(MATTHEW MACKENZIE reading the following journal entry. He is in his late forties.)

Journal entry, January 3, 1960
Here I sit on yet another long winter night waiting for my favourite C.B.C. program to start. We should see day light again in a couple of days, but until then, just more of the same...darkness: darkness and the stars, the moon, the Northern Lights and C.B.C. to keep us company.
It's early still, but Judy has gone to bed. It is the way of her people. She says it is only us white folk who insist on keeping to our schedules no matter how much sunlight there is. She's right, of course. She's always right, though I probably don't tell her enough. After all, the first time I laid eyes on her twenty-five years ago today, I knew I'd met my match.

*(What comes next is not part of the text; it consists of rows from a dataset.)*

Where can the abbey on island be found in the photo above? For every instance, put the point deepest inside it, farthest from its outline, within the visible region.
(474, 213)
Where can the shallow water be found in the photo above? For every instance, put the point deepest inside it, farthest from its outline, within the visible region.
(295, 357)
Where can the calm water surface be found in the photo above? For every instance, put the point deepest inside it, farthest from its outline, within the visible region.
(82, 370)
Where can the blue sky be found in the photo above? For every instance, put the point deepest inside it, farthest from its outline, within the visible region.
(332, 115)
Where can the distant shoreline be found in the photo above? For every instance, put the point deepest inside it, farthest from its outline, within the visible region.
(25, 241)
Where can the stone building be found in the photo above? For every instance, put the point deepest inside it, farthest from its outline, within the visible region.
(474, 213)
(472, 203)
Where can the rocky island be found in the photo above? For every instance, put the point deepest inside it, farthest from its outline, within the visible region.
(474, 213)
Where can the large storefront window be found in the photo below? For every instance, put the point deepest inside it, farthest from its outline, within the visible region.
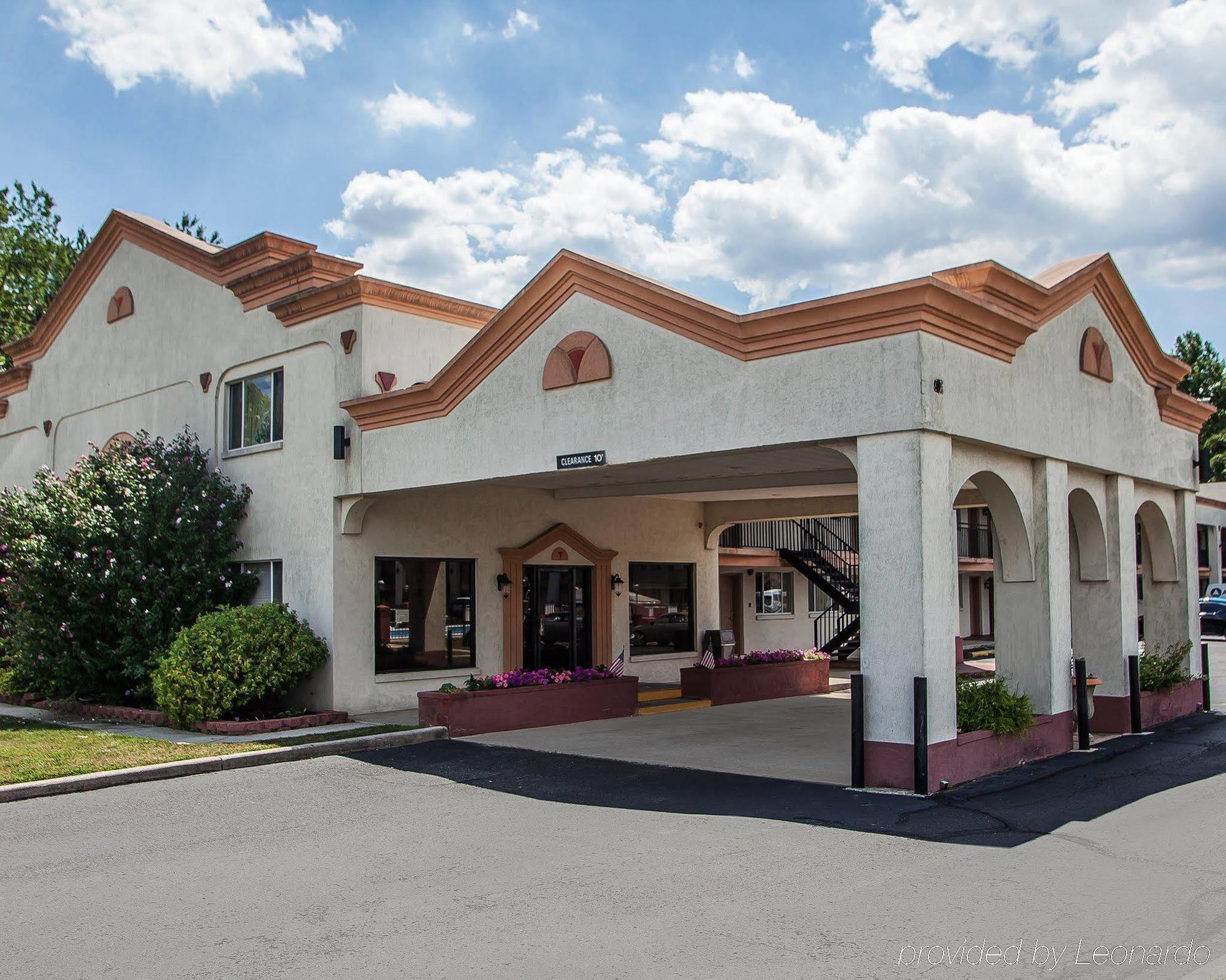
(425, 614)
(661, 608)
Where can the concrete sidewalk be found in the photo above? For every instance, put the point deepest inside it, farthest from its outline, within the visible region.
(807, 739)
(167, 734)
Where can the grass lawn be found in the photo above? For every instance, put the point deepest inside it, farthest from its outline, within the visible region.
(34, 750)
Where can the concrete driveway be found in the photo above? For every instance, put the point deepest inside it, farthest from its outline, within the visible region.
(793, 738)
(460, 860)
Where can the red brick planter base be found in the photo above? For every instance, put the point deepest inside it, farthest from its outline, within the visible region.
(733, 685)
(274, 724)
(1114, 715)
(150, 717)
(969, 756)
(507, 708)
(110, 712)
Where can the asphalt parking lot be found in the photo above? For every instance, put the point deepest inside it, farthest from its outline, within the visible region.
(463, 860)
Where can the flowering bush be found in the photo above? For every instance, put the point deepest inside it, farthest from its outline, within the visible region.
(771, 657)
(235, 662)
(519, 678)
(105, 564)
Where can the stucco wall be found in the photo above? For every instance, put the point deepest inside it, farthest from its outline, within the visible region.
(669, 396)
(414, 348)
(1043, 403)
(474, 522)
(100, 379)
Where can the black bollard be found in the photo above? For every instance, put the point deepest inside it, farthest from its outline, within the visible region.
(858, 731)
(1135, 691)
(921, 735)
(1083, 705)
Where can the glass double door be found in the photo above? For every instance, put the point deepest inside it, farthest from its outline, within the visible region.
(557, 629)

There I was, a brash twenty year old fresh from Scotland with dreams of striking it rich within two years and retiring to a Highland estate. And there she was, a veritable manifestation of this beautiful northern country. I didn't find any gold, to speak of, at least not the kind I came looking for, so I ended up trapping to survive. I wed Judy that first disastrous year of trapping and would probably be dead today if I hadn't. She and her family taught me so much about living off the land, about respect and balance: giving back as much as you take. Pretty simple stuff when you think about it, but its amazing how often we forget.
I have no idea where the years went, but I couldn't imagine spending them anywhere else. This is where my friends are. Spread out, mind you, over hundreds of miles, but we still share a sense of community. Thanks to that Quebecer Bombardier, with the Skidoo we can cover four times as much ground in winter now than we could before.
We keep in touch courtesy of the C.B.C. and get together every now and then in Whitehorse or Watson Lake. In between there's Bert, Harry, George and a few of the younger bush pilots to keep us connected. I guess its kind of like the country as a whole: a handful of people spread out over a vast, sprawling land and yet connected in a common identity.
Don't really know what the future holds in store for us, or even tomorrow for that matter, but as long as I can hear Judy snoring in the other room and the C.B.C. is still on the air, I'm a happy man.